Old 09-05-2018, 09:41 PM   #9
MadeInGermany
Senior Member
 
Registered: Dec 2011
Location: Simplicity
Posts: 2,790

Rep: Reputation: 1201Reputation: 1201Reputation: 1201Reputation: 1201Reputation: 1201Reputation: 1201Reputation: 1201Reputation: 1201Reputation: 1201
A shorter and safer way of the post #5 (allows special characters in file names):
Code:
donefile=oldfiles.txt
for item in *.jpg
do
    # skip none-files and the done files
    if [ ! -f "$item" ] || fgrep -qx "$item" $donefile
    then
        echo "skipping $item"
        continue
    fi
    # do stuff
    
    # append filename to done files
    echo "$item" >> $donefile
done
 
1 members found this post helpful.
Old 09-06-2018, 10:36 AM   #10
Beryllos
Member
 
Registered: Apr 2013
Location: Massachusetts
Distribution: Debian
Posts: 529

Rep: Reputation: 319Reputation: 319Reputation: 319Reputation: 319
Looks good.
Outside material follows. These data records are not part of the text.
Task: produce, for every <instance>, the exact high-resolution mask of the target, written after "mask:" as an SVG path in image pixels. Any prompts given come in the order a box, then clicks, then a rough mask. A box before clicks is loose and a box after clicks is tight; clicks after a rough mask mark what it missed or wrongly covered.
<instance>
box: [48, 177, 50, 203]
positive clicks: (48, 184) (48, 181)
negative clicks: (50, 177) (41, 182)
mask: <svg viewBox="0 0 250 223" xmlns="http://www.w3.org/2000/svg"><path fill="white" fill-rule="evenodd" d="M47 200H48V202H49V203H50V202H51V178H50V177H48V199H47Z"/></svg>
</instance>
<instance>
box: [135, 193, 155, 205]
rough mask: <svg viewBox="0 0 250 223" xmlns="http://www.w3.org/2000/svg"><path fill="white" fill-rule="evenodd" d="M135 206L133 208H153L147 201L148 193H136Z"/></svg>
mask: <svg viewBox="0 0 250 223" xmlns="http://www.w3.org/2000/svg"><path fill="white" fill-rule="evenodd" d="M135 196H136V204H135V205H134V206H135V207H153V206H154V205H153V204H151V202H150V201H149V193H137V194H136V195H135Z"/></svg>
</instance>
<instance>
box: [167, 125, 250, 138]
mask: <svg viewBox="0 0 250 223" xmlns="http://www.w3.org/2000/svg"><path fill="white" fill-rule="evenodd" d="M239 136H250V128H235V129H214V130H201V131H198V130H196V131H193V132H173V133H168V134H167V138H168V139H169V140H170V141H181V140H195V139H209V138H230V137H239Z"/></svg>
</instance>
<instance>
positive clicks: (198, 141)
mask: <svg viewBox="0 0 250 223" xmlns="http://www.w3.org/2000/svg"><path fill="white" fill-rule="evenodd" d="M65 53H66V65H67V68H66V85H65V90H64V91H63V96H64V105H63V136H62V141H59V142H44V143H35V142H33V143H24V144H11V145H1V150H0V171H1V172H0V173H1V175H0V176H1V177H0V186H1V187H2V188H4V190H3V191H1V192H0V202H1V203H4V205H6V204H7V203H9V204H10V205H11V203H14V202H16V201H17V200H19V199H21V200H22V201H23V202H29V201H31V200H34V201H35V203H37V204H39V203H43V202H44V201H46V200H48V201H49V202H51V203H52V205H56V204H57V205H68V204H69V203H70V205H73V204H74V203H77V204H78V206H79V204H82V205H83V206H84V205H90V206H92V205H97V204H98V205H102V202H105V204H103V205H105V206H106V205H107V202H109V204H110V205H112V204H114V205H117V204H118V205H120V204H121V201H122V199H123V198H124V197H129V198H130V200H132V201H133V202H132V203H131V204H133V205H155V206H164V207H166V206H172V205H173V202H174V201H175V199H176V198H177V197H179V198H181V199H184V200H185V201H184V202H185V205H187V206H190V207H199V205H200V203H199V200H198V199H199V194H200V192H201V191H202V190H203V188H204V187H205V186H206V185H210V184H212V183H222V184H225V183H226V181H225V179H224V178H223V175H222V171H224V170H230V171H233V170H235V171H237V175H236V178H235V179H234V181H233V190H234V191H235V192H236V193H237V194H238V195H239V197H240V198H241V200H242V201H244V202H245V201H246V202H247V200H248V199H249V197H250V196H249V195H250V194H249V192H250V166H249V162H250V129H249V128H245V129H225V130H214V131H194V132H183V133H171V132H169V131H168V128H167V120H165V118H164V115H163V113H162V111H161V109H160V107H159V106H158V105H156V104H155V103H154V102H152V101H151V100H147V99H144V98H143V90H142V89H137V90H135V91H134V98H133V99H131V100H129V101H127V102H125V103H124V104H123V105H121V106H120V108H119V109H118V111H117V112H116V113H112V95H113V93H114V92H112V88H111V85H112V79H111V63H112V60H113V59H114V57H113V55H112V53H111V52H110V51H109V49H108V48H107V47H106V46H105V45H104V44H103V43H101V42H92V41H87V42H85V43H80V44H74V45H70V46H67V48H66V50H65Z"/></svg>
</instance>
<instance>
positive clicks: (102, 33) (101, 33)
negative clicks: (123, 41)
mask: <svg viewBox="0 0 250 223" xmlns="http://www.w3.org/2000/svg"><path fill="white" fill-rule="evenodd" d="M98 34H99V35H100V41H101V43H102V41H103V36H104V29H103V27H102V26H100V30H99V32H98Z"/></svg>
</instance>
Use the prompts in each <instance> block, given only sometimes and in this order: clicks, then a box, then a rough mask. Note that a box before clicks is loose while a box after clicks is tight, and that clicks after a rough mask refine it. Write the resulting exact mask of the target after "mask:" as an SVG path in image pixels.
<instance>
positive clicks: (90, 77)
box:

Thanks for the several improvements.
 
Old 09-08-2018, 08:46 PM   #11
Field95
LQ Newbie
 
Registered: Sep 2018
Location: xmpp:zemri@dismail.de
Posts: 13

Rep: Reputation: Disabled
Thought I'd take a go at this with python.
It monitors the directories you specify by checking the directories modification date, then checking if the file has already been processed in that directory.
If something has changed, it'll run the command on that file. So something like
Code:
./directory_monitor.py "echo -e .\t" foobar
./directory_monitor.py script.sh foobar
with script.sh containing:
Code:
echo -e ".\t" "$1"
would do this:
Code:
.    foobar/file1
.    foobar/file2
.    ...
You can run it in a daemon mode with -d or --daemon where it simply checks every second if something happened.

Code:
usage: monitor_directory.py [-h] [-d] [--temp-file TEMP_FILE] [--trim-cache]
                            [--include INCLUDE] [--exclude EXCLUDE]
                            command [directories [directories ...]]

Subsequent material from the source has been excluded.